Cuatro años permaneció Alexander Selkirk en la actual isla de Robinson, situada en el archipiélago de Juan Fernández, en la costa central chilena. Fue abandonado por discrepancias con su capitán. En 1709 fue rescatado, regresó a casa y se casó, según unas cuantas crónicas tan difusas como un horizonte nublado en los mares del sur o la salida de una taberna portuaria del Amsterdam de Jacques Brel. Ocho años tardó en darse cuenta de que el verdadero naufragio consiste en echar el ancla lejos del mar y tratar de vivir de rentas y de una historia que, de tan real, iba a acabar por convertirse en monótona. Se embarcó en un navío de la Armada y murió cuatro años después, quizá de fiebre amarilla. Siglos más tarde, otra isla del mismo archipiélago chileno recibió el nombre de Selkirk. En 1719, Daniel Defoe publicó la historia de Robinson Crusoe, basada en su experiencia. En su supervivencia frente a la soledad, probablemente, el mayor terror de la sociedad moderna. El autor inglés insufló fantasía y vida a la odisea de Selkirk. La esculpió eterna y con gaviotas.
Los naufragios, aunque solo consistan en el susto de encallar a un palmo de la orilla, en plena escollera de Dénia, son la única literatura posible, como todos los cuentos del mar y sus vientos y sus puertos y sus lontananzas y sus monstruos blancos y sus motines y sus marineros polacos que se convierten en Joseph Conrad y escriben en inglés. Una vez pasado el susto, con todos los pasajeros a salvo, un accidente naviero puede ser un gran relato de periódico. Sucedió, hasta la extenuación, con el Costa Concordia, aquel crucero que se hundió con desgana y solo hasta el ombligo en 2012. Sucede con el ferry Pinar del Río, una embarcación de nombre berlanguiano que se dibujó un siete en el casco cuando en la capital de la Marina Alta estaban a punto de lanzar un castillo de fuegos artificiales. Lo mejor de un naufragio es encontrar uno de sus restos en la orilla, al día siguiente, cuando la tormenta ya ha despejado y solo queda el eco de la tragedia. El resto es intendencia. Legalidad y desguaces. Hasta que llega el esplendor.

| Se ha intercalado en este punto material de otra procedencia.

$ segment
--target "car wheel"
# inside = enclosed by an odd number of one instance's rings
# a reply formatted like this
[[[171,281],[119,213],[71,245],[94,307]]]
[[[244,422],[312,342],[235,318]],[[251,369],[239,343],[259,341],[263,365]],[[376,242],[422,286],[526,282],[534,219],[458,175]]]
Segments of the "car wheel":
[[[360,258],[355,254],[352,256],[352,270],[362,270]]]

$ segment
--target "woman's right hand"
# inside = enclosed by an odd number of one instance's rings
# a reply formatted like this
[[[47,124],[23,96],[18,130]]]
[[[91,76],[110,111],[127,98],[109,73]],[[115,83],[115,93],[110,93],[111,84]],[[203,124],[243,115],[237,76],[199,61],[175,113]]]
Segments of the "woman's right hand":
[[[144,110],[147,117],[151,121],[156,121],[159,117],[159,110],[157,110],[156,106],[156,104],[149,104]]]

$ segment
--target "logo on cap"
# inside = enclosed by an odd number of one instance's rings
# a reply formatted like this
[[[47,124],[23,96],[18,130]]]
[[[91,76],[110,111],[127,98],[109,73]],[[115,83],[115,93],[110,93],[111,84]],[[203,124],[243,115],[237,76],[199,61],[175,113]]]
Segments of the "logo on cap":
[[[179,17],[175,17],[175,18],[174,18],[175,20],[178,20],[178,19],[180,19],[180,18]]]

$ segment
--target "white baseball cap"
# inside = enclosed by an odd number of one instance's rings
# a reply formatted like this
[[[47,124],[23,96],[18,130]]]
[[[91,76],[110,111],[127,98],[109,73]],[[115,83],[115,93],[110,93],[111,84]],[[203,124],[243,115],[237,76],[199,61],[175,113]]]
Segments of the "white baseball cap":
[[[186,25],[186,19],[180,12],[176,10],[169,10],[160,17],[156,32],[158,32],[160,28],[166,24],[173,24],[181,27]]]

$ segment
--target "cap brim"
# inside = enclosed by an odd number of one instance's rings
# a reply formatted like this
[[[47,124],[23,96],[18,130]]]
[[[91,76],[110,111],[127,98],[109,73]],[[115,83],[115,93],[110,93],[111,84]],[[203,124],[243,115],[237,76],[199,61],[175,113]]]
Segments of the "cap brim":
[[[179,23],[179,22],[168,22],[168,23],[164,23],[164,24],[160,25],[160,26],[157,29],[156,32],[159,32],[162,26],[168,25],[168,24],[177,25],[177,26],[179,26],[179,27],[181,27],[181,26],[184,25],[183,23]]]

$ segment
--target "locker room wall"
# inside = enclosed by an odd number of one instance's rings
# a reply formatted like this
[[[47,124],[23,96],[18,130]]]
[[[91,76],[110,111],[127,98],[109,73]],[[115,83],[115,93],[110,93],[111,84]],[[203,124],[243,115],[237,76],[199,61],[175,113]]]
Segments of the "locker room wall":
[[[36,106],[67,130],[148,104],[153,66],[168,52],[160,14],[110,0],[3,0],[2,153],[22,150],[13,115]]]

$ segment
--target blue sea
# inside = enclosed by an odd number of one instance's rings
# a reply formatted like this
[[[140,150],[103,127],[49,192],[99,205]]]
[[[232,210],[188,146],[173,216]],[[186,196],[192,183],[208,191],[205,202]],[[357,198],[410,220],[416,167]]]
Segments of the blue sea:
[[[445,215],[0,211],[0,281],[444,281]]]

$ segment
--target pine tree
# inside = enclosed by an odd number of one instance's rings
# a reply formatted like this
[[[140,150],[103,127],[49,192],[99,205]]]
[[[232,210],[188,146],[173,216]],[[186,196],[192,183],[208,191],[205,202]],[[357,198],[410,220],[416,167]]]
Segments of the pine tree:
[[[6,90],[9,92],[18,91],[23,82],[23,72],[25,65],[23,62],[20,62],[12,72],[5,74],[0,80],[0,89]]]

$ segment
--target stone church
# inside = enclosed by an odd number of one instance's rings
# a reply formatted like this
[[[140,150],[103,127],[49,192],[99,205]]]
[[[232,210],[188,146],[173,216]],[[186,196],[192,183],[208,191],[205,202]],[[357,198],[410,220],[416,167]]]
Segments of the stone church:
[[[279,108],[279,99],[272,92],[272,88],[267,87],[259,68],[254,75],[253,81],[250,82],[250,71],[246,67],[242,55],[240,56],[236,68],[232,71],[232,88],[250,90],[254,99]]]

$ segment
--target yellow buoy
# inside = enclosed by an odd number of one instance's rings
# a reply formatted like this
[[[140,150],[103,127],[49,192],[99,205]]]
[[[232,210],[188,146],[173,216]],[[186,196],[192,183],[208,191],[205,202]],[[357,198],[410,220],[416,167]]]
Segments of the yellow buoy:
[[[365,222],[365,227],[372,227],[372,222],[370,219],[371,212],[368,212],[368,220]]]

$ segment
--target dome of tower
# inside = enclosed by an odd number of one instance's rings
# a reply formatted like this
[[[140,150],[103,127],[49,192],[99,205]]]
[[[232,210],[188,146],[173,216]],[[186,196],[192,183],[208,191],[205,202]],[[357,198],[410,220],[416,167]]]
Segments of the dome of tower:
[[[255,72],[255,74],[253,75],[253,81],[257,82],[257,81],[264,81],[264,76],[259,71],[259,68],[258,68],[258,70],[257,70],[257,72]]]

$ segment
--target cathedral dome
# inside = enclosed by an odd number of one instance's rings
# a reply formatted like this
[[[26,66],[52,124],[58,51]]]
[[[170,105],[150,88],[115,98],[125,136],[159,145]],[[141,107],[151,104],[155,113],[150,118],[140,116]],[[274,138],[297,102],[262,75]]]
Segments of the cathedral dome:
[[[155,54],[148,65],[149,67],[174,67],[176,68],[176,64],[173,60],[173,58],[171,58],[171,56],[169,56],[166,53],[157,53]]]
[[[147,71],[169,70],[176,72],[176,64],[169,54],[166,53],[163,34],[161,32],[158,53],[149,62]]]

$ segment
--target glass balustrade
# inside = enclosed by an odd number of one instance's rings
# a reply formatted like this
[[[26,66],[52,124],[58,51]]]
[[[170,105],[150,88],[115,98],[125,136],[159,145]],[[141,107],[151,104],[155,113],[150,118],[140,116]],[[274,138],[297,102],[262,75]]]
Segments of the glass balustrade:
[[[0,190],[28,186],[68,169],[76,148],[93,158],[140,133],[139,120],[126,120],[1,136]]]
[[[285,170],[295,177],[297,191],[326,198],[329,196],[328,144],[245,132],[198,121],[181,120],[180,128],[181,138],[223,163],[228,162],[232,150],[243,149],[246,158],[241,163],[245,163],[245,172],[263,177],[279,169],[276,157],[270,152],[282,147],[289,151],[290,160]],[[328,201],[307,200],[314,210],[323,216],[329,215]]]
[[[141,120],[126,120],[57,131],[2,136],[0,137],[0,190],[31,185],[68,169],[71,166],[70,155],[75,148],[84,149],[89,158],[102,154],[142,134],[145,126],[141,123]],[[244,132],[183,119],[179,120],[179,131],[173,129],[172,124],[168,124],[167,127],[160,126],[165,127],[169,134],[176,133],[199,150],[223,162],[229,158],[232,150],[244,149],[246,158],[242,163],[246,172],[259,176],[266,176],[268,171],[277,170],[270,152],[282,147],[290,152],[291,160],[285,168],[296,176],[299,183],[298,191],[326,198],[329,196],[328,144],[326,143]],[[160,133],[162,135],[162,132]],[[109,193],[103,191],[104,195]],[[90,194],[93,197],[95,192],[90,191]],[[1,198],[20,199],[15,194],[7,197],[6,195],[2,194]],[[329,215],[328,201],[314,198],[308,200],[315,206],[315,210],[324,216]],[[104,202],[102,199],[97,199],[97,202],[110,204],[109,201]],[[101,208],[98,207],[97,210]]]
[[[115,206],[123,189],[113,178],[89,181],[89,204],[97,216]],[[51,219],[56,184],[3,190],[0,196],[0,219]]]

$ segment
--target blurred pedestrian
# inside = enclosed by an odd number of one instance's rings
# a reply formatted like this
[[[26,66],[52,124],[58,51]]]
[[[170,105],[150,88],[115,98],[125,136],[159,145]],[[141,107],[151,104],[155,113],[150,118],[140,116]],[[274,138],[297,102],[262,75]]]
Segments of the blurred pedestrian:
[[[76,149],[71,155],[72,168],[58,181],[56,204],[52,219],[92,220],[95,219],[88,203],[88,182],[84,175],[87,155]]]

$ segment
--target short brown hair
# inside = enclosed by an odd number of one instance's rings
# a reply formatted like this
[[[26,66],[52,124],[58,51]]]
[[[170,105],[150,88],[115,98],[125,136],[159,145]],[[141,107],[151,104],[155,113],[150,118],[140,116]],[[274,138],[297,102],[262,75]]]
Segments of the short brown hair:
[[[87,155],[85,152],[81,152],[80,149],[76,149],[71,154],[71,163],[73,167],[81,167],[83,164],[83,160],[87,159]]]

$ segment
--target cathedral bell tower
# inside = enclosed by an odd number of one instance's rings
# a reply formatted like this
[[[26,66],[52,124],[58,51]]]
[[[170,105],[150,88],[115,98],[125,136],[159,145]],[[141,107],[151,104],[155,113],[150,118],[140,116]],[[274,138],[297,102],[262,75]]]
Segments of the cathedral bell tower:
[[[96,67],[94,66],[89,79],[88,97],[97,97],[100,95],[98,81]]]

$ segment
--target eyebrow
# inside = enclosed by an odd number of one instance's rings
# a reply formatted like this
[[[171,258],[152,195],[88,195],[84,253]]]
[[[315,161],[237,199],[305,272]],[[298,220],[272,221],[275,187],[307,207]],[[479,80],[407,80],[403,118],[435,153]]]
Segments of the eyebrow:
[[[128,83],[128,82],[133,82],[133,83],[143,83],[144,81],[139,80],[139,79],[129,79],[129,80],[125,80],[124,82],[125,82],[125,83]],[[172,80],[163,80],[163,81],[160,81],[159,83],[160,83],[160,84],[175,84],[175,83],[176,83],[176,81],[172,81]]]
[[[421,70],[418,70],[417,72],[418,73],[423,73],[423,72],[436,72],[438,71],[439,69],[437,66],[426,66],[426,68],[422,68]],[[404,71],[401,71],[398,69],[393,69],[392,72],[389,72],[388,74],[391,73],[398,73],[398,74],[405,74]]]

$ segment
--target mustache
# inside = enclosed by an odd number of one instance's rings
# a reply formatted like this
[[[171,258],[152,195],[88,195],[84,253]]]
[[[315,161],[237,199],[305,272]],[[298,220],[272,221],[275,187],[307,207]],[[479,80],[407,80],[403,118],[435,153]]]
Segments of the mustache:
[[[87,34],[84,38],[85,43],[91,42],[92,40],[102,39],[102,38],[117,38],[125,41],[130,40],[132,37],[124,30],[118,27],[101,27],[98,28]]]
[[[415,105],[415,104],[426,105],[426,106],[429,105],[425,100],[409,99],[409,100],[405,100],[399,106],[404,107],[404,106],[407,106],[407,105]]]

Ayer, el director de esta casa, Miquel González, publicaba que la empresa propietaria del barco, Baleària, ha borrado todo rastro de su nombre, mientras intentan decidir qué es lo que hacen finalmente con el esqueleto de ballena metálica y desnortada que no puede convertirse en una atracción más de la costa dianense, porque no haría más que contaminar. Se convierte así la cosa en un naufragio del siglo XXI. Aún no se saben las circunstancias que llevaron a la nave a tatuarse la escollera con 70 vehículos y casi 400 pasajeros a bordo, casi como en el deslumbrante desenlace de El show de Truman. Pero la posibilidad de aparecer en los selfies de Instagram con la marca flotando al nivel de la cintura no es asumible para ninguna empresa que pretende seguir embarcando ulises de fin de semana. Y menos cuando la mayoría de ellos desconoce quién es Circe. Ha hecho bien Baleària. Los restos de un naufragio son como Las Meninas, un cortometraje al que sólo le falta enchufarlo a la corriente continua de la imaginación. Y nadie estaría dispuesto a que nos patrocinaran el cuadro de Velázquez. De momento.